Chronic sub-clinical inflammation observed in hypertension plays a prominent role in the progression of atherosclerosis. Accumulating evidence suggests that homocysteine (Hcy) can cause inflammation. The aim of this study was to compare the predictive utility of Hcy and lipid measures as determinants of inflammation in hypertensive patients. We studied a group of 100 patients (45.0+/-12.2 years old) with essential hypertension and a control group of 40 healthy volunteers (44.0+/-8.7 years old). We found that plasma total Hcy (tHcy), tumor necrosis factor alpha (TNF-alpha), interleukin 6 (IL-6), and C-reactive protein (CRP) were significantly higher in hypertensive patients compared with the control group. The subgroup of hypertensive patients with obesity had higher levels of TNF-alpha (p<0.001), IL-6 (p<0.01), and tHcy (p=0.063), compared with the subgroup of hypertensive patients without obesity. The subgroup of patients with a history of myocardial infarction or stroke had significantly higher levels of tHcy, TNF-alpha, IL-6, and CRP compared to patients with a negative history of vascular events. In the group of hypertensive patients, a strong positive correlation between tHcy and TNF-alpha was observed (r=0.48; p<0.001). In contrast, no correlation was observed between TNF-alpha and any of the lipid measures. In multivariate regression analysis tHcy, but not lipids, was an independent predictor of TNF-alpha. In conclusion, our findings show that plasma tHcy is a determinant of TNF-alpha in hypertension and that obesity or a history of vascular events aggravates inflammation in patients with hypertension.
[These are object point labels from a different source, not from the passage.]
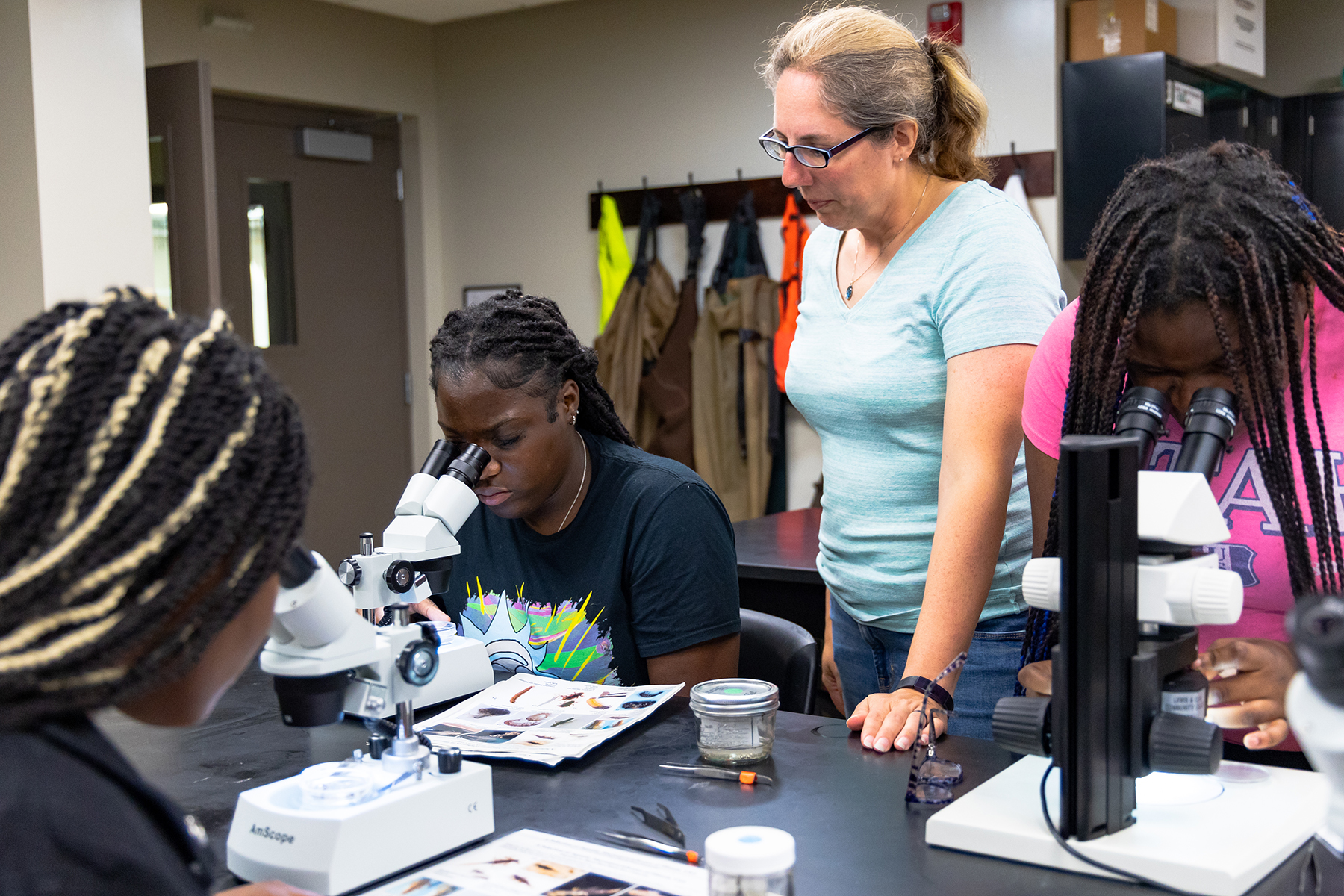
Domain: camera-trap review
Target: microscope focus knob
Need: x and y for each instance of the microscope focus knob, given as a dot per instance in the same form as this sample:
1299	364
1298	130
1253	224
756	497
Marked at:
1021	724
449	761
399	576
376	744
1216	597
349	573
1184	744
1041	583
A positive correlation between Hcy and TNF-alpha suggests a mechanism underlying the pro-atherogenic properties of Hcy.

摘要

高血压患者中观察到的慢性亚临床炎症在动脉粥样硬化进展中起重要作用。越来越多的证据表明,同型半胱氨酸(Hcy)可引发炎症。本研究的目的是比较Hcy和血脂指标作为高血压患者炎症决定因素的预测效用。我们研究了一组100例原发性高血压患者(年龄45.0±12.2岁)和40名健康志愿者组成的对照组(年龄44.0±8.7岁)。我们发现,与对照组相比,高血压患者的血浆总Hcy(tHcy)、肿瘤坏死因子α(TNF-α)、白细胞介素6(IL-6)和C反应蛋白(CRP)显著更高。与无肥胖的高血压患者亚组相比,肥胖的高血压患者亚组的TNF-α(p<0.001)、IL-6(p<0.01)和tHcy(p=0.063)水平更高。有心肌梗死或中风病史的患者亚组的tHcy、TNF-α、IL-6和CRP水平明显高于无血管事件阴性病史的患者。在高血压患者组中,观察到tHcy与TNF-α之间存在强正相关(r=0.48;p<0.001)。相反,未观察到TNF-α与任何血脂指标之间存在相关性。在多变量回归分析中,tHcy而非血脂是TNF-α的独立预测因子。总之,我们的研究结果表明,血浆tHcy是高血压患者TNF-α的决定因素,肥胖或血管事件病史会加重高血压患者的炎症。Hcy与TNF-α之间的正相关提示了Hcy促动脉粥样硬化特性的潜在机制。